« L’Armée du crime » : Vivre et résister
L’Armée du crime , le film de Robert Guédiguian, relate les faits d’armes du groupe Manouchian durant la Seconde Guerre mondiale. En évoquant le combat de ces hommes « aux noms difficiles à prononcer », le cinéaste nous parle discrètement de notre époque. De la France des Sarkozy, Besson, Hortefeux, dure aux immigrés et dénuée de projet.
dans l’hebdo N° 1068 Acheter ce numéro
Plus de cinquante ans après la publication du poème de Louis Aragon, mis en musique par Léo Ferré, Robert Guédiguian a réalisé un film s’inspirant des faits d’arme de Missak Manouchian et de ses compagnons. Le choix du titre, l’Armée du crime , est un programme. Car si cette appellation est due à l’origine aux oppresseurs, qui l’apposèrent sur la fameuse « Affiche rouge », celle-ci devint très rapidement le symbole de la résistance des étrangers en France. L’œuvre splendide de Guédiguian est tout dans ce renversement de sens. Juvénile, généreux, rayonnant, l’Armée du crime est un film ensoleillé, comme saisi d’une pulsion vitale.
Pourtant, rien n’y est gommé : l’antisémitisme, l’anticommunisme et le sadisme de la police française couchée aux pieds des nazis, l’abjecte propagande vichyssoise diffusée par la radio française, la peur et le désespoir provoqués par les rafles, et, bien sûr, l’odeur de la mort.
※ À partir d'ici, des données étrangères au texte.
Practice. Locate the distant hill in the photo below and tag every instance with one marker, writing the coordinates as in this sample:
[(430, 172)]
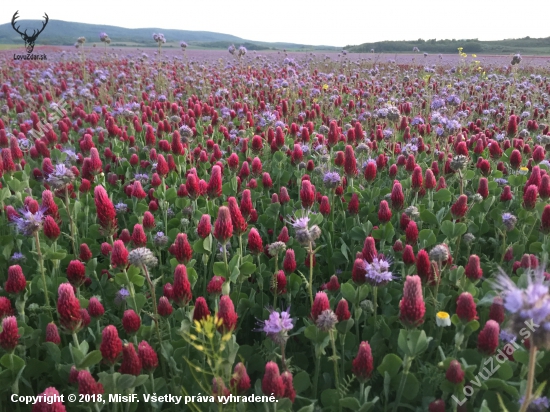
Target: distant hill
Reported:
[(59, 32), (526, 45)]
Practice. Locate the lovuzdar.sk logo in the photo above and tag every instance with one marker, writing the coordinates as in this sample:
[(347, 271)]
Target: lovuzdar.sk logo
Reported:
[(29, 39)]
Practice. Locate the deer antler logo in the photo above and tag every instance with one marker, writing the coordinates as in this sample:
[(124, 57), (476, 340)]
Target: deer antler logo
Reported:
[(29, 40)]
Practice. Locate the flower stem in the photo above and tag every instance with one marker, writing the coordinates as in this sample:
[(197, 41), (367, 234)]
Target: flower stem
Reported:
[(224, 251), (316, 375), (334, 359), (310, 285), (71, 224), (156, 319), (131, 290), (530, 378), (406, 366), (41, 264), (343, 343), (375, 304)]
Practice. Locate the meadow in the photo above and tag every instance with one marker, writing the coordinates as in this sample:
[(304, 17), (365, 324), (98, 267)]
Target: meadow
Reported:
[(273, 231)]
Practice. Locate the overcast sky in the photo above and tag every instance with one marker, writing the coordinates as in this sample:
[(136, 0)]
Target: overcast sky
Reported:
[(320, 22)]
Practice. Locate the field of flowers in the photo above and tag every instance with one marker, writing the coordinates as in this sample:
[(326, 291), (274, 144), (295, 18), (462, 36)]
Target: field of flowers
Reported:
[(331, 233)]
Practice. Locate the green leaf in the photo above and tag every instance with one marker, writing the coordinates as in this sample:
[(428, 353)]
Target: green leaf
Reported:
[(301, 381), (350, 403), (92, 358), (198, 246), (348, 291), (427, 237), (125, 382), (443, 195), (428, 217), (411, 386), (12, 362), (140, 380), (345, 326), (57, 255), (295, 282), (192, 276), (316, 336), (493, 383), (140, 302), (505, 371), (453, 230), (247, 268), (273, 210), (278, 156), (138, 280), (220, 270), (171, 194), (413, 342), (53, 351), (207, 243), (227, 190), (391, 364), (329, 397)]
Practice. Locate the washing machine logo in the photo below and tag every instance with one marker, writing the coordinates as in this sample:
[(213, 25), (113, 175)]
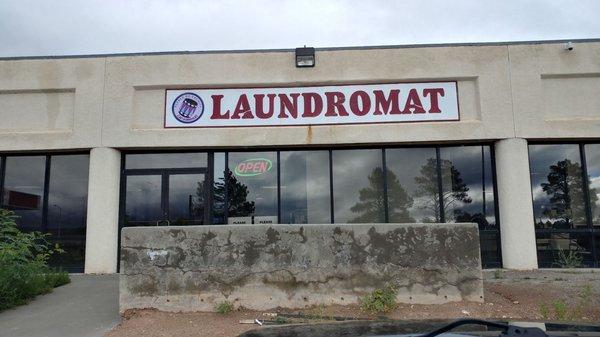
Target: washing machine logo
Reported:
[(188, 107)]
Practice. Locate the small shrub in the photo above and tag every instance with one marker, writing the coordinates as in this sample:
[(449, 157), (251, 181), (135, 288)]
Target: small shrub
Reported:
[(58, 278), (544, 311), (568, 259), (281, 320), (560, 310), (24, 272), (224, 307), (380, 300)]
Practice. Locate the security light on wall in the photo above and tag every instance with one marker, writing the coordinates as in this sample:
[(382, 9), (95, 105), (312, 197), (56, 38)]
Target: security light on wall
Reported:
[(305, 57)]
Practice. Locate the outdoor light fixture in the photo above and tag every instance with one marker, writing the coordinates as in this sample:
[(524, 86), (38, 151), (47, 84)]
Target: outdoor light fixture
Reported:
[(305, 57)]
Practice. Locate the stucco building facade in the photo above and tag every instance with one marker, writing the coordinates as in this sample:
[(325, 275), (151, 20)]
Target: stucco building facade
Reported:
[(520, 104)]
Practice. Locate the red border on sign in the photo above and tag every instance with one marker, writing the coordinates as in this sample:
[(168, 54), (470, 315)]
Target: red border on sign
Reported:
[(305, 86)]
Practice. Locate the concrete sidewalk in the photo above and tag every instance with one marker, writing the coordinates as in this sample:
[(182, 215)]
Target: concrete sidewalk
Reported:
[(87, 307)]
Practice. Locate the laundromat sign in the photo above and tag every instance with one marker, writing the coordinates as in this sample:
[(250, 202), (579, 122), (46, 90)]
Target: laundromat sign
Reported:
[(322, 105)]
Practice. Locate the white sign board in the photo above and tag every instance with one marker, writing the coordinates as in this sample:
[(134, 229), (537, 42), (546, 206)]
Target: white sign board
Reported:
[(321, 105)]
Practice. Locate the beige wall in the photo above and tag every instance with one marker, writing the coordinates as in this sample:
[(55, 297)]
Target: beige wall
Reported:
[(51, 104), (527, 91)]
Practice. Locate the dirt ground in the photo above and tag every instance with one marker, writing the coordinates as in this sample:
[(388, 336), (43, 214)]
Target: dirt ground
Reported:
[(571, 295)]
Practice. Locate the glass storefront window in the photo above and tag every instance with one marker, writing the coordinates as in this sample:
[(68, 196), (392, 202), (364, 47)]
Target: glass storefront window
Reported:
[(564, 250), (165, 160), (252, 187), (592, 156), (24, 190), (52, 200), (467, 185), (358, 186), (67, 209), (186, 199), (143, 200), (412, 185), (219, 195), (305, 187), (557, 186)]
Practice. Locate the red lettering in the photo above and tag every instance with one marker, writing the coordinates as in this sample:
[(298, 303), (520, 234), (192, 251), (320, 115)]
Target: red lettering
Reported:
[(242, 109), (217, 108), (389, 105), (433, 98), (414, 102), (335, 101), (290, 106), (365, 103), (260, 113), (311, 110)]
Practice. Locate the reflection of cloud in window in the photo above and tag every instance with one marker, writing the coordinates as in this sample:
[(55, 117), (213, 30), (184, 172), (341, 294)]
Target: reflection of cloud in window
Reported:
[(351, 170)]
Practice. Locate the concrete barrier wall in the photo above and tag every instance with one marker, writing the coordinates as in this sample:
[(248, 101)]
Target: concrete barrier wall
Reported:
[(293, 266)]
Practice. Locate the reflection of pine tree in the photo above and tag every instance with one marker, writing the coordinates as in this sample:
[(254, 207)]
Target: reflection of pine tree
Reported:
[(428, 189), (371, 205), (565, 188), (237, 195)]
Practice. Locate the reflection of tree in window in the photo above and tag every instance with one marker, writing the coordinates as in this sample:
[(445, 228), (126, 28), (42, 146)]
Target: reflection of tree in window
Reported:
[(428, 189), (237, 196), (371, 205), (565, 187)]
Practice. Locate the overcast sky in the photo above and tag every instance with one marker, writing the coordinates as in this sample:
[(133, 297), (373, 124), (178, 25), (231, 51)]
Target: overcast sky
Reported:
[(67, 27)]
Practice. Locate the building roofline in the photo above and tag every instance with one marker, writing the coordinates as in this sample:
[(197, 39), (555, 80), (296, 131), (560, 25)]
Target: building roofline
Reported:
[(250, 51)]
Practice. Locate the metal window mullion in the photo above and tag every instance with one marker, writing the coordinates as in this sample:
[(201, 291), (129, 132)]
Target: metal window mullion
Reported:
[(208, 194), (386, 216), (2, 174), (226, 195), (440, 186), (586, 186), (279, 187), (46, 192), (331, 204), (165, 196), (587, 201), (496, 208), (122, 200)]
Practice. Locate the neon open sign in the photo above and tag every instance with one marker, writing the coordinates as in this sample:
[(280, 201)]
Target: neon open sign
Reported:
[(253, 167)]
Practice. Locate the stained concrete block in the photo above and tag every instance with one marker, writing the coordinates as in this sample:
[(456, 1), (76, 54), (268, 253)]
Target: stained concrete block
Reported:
[(266, 266)]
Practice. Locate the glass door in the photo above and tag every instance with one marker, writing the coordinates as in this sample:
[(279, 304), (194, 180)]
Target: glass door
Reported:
[(166, 197), (186, 199)]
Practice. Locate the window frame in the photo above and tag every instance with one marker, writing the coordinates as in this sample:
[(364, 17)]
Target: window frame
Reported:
[(589, 228), (47, 174)]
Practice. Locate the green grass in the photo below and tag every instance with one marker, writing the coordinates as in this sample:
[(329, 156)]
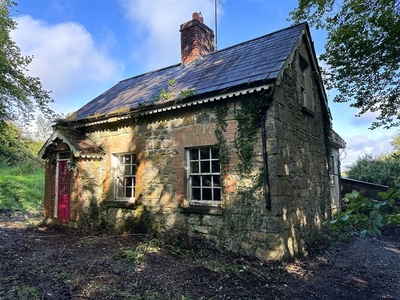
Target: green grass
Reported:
[(22, 189)]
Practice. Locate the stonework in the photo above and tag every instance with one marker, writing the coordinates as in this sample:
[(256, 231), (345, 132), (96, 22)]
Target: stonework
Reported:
[(298, 178)]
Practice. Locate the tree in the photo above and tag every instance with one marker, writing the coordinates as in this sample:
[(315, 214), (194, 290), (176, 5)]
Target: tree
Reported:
[(396, 143), (362, 52), (20, 94), (16, 148)]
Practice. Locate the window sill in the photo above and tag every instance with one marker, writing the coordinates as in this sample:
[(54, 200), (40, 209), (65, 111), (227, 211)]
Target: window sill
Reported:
[(121, 204), (308, 111), (206, 210)]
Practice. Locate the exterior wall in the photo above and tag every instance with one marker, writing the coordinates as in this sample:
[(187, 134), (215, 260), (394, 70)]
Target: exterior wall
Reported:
[(298, 160), (297, 170), (335, 180)]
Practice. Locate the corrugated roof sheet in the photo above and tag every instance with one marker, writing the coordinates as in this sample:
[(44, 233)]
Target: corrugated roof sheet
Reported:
[(249, 62)]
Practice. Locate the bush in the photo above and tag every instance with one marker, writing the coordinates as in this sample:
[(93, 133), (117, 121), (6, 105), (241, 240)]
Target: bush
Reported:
[(384, 170), (366, 215)]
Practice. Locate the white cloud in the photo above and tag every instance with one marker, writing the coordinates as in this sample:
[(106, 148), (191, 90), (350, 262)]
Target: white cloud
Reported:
[(359, 145), (157, 24), (66, 58)]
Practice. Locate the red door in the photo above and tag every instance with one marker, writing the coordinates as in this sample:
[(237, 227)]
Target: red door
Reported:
[(64, 192)]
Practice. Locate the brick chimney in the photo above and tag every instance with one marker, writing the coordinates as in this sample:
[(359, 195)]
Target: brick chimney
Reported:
[(197, 39)]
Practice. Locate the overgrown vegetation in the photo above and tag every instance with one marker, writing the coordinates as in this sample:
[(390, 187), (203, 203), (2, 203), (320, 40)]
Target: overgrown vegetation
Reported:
[(21, 188), (367, 216), (381, 170)]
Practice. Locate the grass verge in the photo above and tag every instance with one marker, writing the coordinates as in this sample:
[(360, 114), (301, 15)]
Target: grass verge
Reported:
[(21, 189)]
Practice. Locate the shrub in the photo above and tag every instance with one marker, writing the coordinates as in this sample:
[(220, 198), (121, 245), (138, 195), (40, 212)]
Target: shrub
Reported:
[(384, 170), (366, 215)]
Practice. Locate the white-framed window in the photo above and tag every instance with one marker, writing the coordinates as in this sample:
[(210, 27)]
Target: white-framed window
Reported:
[(125, 177), (203, 176), (305, 85)]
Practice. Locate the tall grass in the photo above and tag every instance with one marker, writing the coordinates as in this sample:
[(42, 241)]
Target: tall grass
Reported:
[(22, 188)]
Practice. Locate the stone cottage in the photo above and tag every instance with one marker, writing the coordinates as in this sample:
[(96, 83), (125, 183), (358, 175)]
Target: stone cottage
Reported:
[(231, 146)]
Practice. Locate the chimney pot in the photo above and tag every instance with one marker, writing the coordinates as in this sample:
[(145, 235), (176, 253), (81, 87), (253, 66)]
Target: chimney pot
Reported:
[(198, 16), (197, 39)]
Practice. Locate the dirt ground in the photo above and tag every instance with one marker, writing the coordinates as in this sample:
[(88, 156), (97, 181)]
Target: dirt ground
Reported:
[(39, 262)]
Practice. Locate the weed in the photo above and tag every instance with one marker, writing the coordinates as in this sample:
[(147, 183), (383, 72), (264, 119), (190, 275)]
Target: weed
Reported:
[(21, 189), (366, 215), (85, 242), (26, 293), (136, 255)]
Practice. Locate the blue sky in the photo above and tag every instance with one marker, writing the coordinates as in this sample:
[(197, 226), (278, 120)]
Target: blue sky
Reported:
[(83, 47)]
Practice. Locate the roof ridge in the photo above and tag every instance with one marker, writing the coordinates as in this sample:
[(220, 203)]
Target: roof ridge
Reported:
[(260, 37), (150, 72), (221, 50)]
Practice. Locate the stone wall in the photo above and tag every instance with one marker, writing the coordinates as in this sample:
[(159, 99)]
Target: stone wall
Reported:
[(297, 171)]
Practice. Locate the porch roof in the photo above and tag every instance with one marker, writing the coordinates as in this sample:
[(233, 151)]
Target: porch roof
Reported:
[(79, 143)]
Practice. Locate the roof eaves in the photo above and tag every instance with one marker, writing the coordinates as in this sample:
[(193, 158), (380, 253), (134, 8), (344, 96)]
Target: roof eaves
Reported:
[(174, 106)]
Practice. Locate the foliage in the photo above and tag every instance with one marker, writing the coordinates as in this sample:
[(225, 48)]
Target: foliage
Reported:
[(136, 255), (396, 143), (362, 52), (383, 170), (366, 215), (249, 122), (20, 94), (187, 93), (165, 94), (21, 189), (16, 148)]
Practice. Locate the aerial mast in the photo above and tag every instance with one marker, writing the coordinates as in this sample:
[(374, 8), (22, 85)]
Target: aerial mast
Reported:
[(216, 21)]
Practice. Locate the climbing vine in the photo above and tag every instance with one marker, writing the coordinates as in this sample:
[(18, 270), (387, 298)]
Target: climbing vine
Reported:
[(221, 111), (248, 116)]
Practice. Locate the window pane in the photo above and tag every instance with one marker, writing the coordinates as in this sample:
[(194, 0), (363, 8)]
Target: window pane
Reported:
[(194, 154), (217, 194), (206, 181), (127, 170), (214, 153), (128, 192), (205, 167), (196, 193), (207, 194), (205, 153), (216, 180), (195, 180), (194, 167), (129, 181), (215, 166)]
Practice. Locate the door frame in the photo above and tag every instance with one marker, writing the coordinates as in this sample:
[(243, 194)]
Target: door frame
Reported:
[(62, 156)]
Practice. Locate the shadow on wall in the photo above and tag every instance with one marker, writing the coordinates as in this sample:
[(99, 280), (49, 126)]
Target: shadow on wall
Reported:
[(244, 225)]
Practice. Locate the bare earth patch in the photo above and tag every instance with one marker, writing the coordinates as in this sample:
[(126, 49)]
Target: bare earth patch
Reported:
[(39, 262)]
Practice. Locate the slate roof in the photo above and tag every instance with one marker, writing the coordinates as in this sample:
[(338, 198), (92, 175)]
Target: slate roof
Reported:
[(247, 63)]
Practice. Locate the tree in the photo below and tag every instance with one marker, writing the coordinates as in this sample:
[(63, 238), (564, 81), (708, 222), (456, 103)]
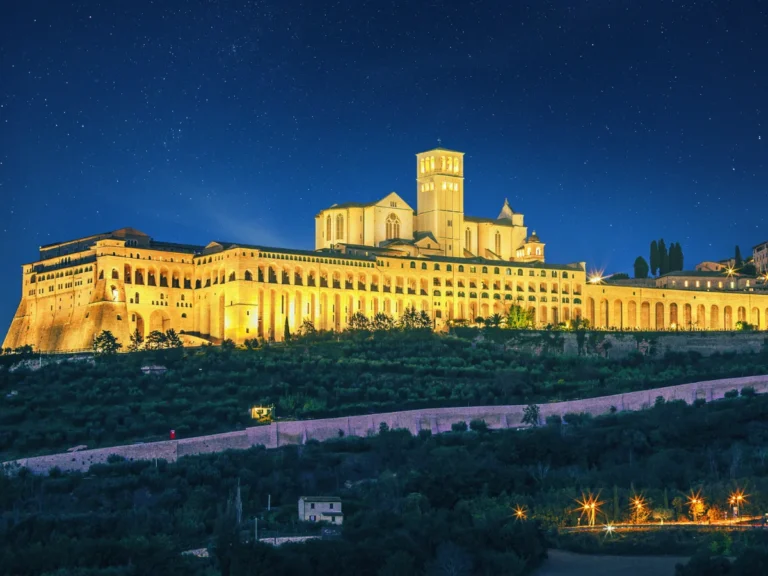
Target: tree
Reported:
[(531, 415), (172, 339), (156, 340), (382, 321), (307, 328), (641, 267), (519, 318), (359, 321), (663, 258), (136, 341), (105, 344)]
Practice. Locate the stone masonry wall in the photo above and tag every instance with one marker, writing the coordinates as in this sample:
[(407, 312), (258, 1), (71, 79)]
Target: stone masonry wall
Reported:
[(436, 420)]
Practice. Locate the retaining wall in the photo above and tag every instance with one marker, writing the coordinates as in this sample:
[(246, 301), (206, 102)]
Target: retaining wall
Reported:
[(436, 420)]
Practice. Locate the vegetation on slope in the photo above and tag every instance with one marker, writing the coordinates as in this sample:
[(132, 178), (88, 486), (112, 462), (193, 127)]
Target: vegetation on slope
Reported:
[(412, 505), (211, 389)]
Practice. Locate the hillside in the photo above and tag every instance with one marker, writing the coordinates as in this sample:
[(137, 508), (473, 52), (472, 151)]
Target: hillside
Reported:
[(209, 390), (411, 504)]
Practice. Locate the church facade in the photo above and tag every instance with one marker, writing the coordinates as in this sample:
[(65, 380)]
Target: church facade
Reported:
[(381, 256)]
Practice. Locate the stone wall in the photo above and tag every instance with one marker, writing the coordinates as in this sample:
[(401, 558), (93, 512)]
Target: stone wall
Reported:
[(621, 344), (436, 420)]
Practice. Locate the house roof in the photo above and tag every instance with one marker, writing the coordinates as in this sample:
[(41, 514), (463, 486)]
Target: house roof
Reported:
[(320, 498)]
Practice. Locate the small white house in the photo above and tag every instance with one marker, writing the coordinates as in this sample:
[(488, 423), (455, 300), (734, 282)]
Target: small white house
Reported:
[(321, 509)]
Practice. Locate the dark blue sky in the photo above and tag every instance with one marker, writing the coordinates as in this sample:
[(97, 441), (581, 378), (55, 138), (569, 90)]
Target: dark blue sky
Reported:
[(606, 123)]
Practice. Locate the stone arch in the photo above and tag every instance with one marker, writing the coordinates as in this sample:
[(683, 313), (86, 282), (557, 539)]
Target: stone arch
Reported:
[(701, 317), (137, 324), (728, 318), (618, 314), (604, 316), (645, 315), (714, 317), (591, 311), (160, 321), (687, 317)]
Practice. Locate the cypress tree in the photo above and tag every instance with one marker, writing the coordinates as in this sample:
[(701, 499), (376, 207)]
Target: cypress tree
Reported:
[(654, 258), (674, 259), (641, 267), (663, 258)]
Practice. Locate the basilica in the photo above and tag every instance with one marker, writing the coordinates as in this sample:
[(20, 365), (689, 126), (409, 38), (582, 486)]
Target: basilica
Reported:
[(382, 256)]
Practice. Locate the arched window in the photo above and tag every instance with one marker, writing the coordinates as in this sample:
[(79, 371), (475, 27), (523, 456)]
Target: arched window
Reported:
[(393, 227)]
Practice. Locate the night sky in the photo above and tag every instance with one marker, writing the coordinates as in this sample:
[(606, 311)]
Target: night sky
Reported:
[(606, 123)]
Celle qu’on reçoit, mais celle aussi que donnent ces jeunes gens en colère. « Il suffit que la haine soit assez vivante, pour qu’on puisse en tirer quelque chose, une grande joie, non pas d’ambivalence, non pas la joie de haïr, mais la joie de vouloir détruire ce qui mutile la vie » , a écrit Gilles Deleuze dans une phrase qu’on croirait sortie de l’Armée du crime.
Robert Guédiguian signe une tragédie. Avec des héros portés par l’exigence de leur idéal qui les conduit vers un destin assumé. Mais ces héros, pris dans leur quotidien, ne sont ni lointains ni abstraits. Par l’intelligence de son scénario, la tension de sa mise en scène et la qualité de ses interprètes (Simon Abkarian, Virginie Ledoyen, Grégoire Leprince-Ringuet, Robinson Stévenin, Adrien Jolivet, Lola Naymark et beaucoup d’autres), l ’Armée du crime s’offre aux spectateurs d’aujourd’hui non seulement comme un spectacle vibrant et inspiré, mais aussi comme une invitation à partager l’esprit de justice, de liberté et de résistance. S’affirme ici une certaine idée du cinéma. Il y en a de moins bonnes.